With him go his motley crew. An irregular rag-bag of misplaced individuals, their varied personalities reflect an interesting mix of traits and create much of the tension for the novel. These include the silent but loyal Murthian engineer, Silo; the ship’s cat, Slag; manic outflyer pilot Pinn and paranoid outflyer pilot Harkins; Grayther Crake, an aristocratic Daemonist whose loyalty to the captain is strained at the outset of this novel; the golem Bess, containing a daemon controlled by Crake; Malvery, the alcohol-dependent ship’s doctor, and the newest recruit, navigator Jez, with more to her than you might expect.
Last, and certainly not least, is Kate Griffin’s A Madness of Angels, a very entertaining Urban Fantasy that is a nice melding of what Urban Fantasy is today and what it was in the late 80s/early 90s:
Matthew Swift is a sorcerer who wakes up two years after being murdered, with a need to find his killer. Like many Urban Fantasies of today, Griffin utilizes first person narrative as Swift tells us his story as he experiences it. Early on; however, it becomes clear that Matthew Swift isn’t the only entity telling the reader the story of this novel. References to “we” and/or “us” are in spots that one would expect to see “me” or “I” making the true identity of this revived sorcerer hazy.
On one hand, the story can be seen as essentially a revenge story.

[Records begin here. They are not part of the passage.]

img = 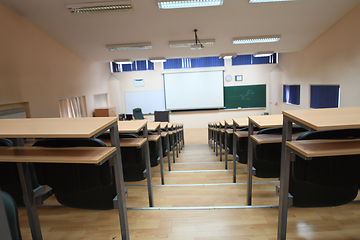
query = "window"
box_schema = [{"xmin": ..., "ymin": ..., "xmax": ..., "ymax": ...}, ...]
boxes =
[
  {"xmin": 164, "ymin": 57, "xmax": 224, "ymax": 69},
  {"xmin": 283, "ymin": 85, "xmax": 300, "ymax": 105},
  {"xmin": 59, "ymin": 96, "xmax": 87, "ymax": 118},
  {"xmin": 310, "ymin": 85, "xmax": 340, "ymax": 108},
  {"xmin": 111, "ymin": 60, "xmax": 154, "ymax": 73},
  {"xmin": 232, "ymin": 53, "xmax": 278, "ymax": 66}
]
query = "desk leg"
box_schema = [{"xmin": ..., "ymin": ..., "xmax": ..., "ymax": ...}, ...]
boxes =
[
  {"xmin": 246, "ymin": 123, "xmax": 254, "ymax": 206},
  {"xmin": 225, "ymin": 129, "xmax": 229, "ymax": 169},
  {"xmin": 17, "ymin": 163, "xmax": 42, "ymax": 240},
  {"xmin": 110, "ymin": 123, "xmax": 130, "ymax": 240},
  {"xmin": 277, "ymin": 117, "xmax": 292, "ymax": 240},
  {"xmin": 0, "ymin": 189, "xmax": 11, "ymax": 239},
  {"xmin": 158, "ymin": 127, "xmax": 165, "ymax": 185},
  {"xmin": 233, "ymin": 122, "xmax": 237, "ymax": 183},
  {"xmin": 166, "ymin": 132, "xmax": 171, "ymax": 172},
  {"xmin": 143, "ymin": 125, "xmax": 154, "ymax": 207}
]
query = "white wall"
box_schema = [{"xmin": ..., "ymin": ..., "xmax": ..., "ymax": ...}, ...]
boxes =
[
  {"xmin": 279, "ymin": 5, "xmax": 360, "ymax": 110},
  {"xmin": 113, "ymin": 60, "xmax": 277, "ymax": 128},
  {"xmin": 0, "ymin": 3, "xmax": 111, "ymax": 117}
]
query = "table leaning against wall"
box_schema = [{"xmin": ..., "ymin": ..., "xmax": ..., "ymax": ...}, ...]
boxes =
[
  {"xmin": 277, "ymin": 107, "xmax": 360, "ymax": 240},
  {"xmin": 0, "ymin": 117, "xmax": 130, "ymax": 240}
]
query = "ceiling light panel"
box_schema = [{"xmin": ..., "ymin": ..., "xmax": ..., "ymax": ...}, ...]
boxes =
[
  {"xmin": 106, "ymin": 43, "xmax": 152, "ymax": 51},
  {"xmin": 169, "ymin": 39, "xmax": 215, "ymax": 48},
  {"xmin": 158, "ymin": 0, "xmax": 223, "ymax": 9},
  {"xmin": 249, "ymin": 0, "xmax": 295, "ymax": 3},
  {"xmin": 233, "ymin": 36, "xmax": 280, "ymax": 44},
  {"xmin": 66, "ymin": 1, "xmax": 133, "ymax": 13}
]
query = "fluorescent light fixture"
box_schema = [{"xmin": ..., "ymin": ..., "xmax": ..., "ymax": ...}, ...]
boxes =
[
  {"xmin": 158, "ymin": 0, "xmax": 223, "ymax": 9},
  {"xmin": 219, "ymin": 53, "xmax": 237, "ymax": 59},
  {"xmin": 114, "ymin": 59, "xmax": 133, "ymax": 64},
  {"xmin": 169, "ymin": 39, "xmax": 215, "ymax": 48},
  {"xmin": 249, "ymin": 0, "xmax": 295, "ymax": 3},
  {"xmin": 66, "ymin": 1, "xmax": 133, "ymax": 13},
  {"xmin": 149, "ymin": 57, "xmax": 166, "ymax": 62},
  {"xmin": 106, "ymin": 43, "xmax": 152, "ymax": 51},
  {"xmin": 253, "ymin": 52, "xmax": 274, "ymax": 57},
  {"xmin": 233, "ymin": 36, "xmax": 280, "ymax": 44}
]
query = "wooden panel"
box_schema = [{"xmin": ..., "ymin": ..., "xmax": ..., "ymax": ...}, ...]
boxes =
[
  {"xmin": 286, "ymin": 139, "xmax": 360, "ymax": 157},
  {"xmin": 0, "ymin": 117, "xmax": 118, "ymax": 138},
  {"xmin": 249, "ymin": 114, "xmax": 283, "ymax": 128},
  {"xmin": 0, "ymin": 147, "xmax": 116, "ymax": 164},
  {"xmin": 283, "ymin": 107, "xmax": 360, "ymax": 130}
]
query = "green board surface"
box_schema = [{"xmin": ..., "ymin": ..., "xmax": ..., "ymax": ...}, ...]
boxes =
[{"xmin": 224, "ymin": 84, "xmax": 266, "ymax": 109}]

Man dies, comes back to life and wants to payback the man who killed him. It’s the backdrop and inventive sense of mundane magic Griffin injects that sets it apart. Not that the magic is boring, but rather that things a non-sorcerer would consider mundane like telephone lines, a Bag Lady, rats, or subways can contain immense amounts of magic. This is what Griffin, by proxy of Swift, calls Urban Magic.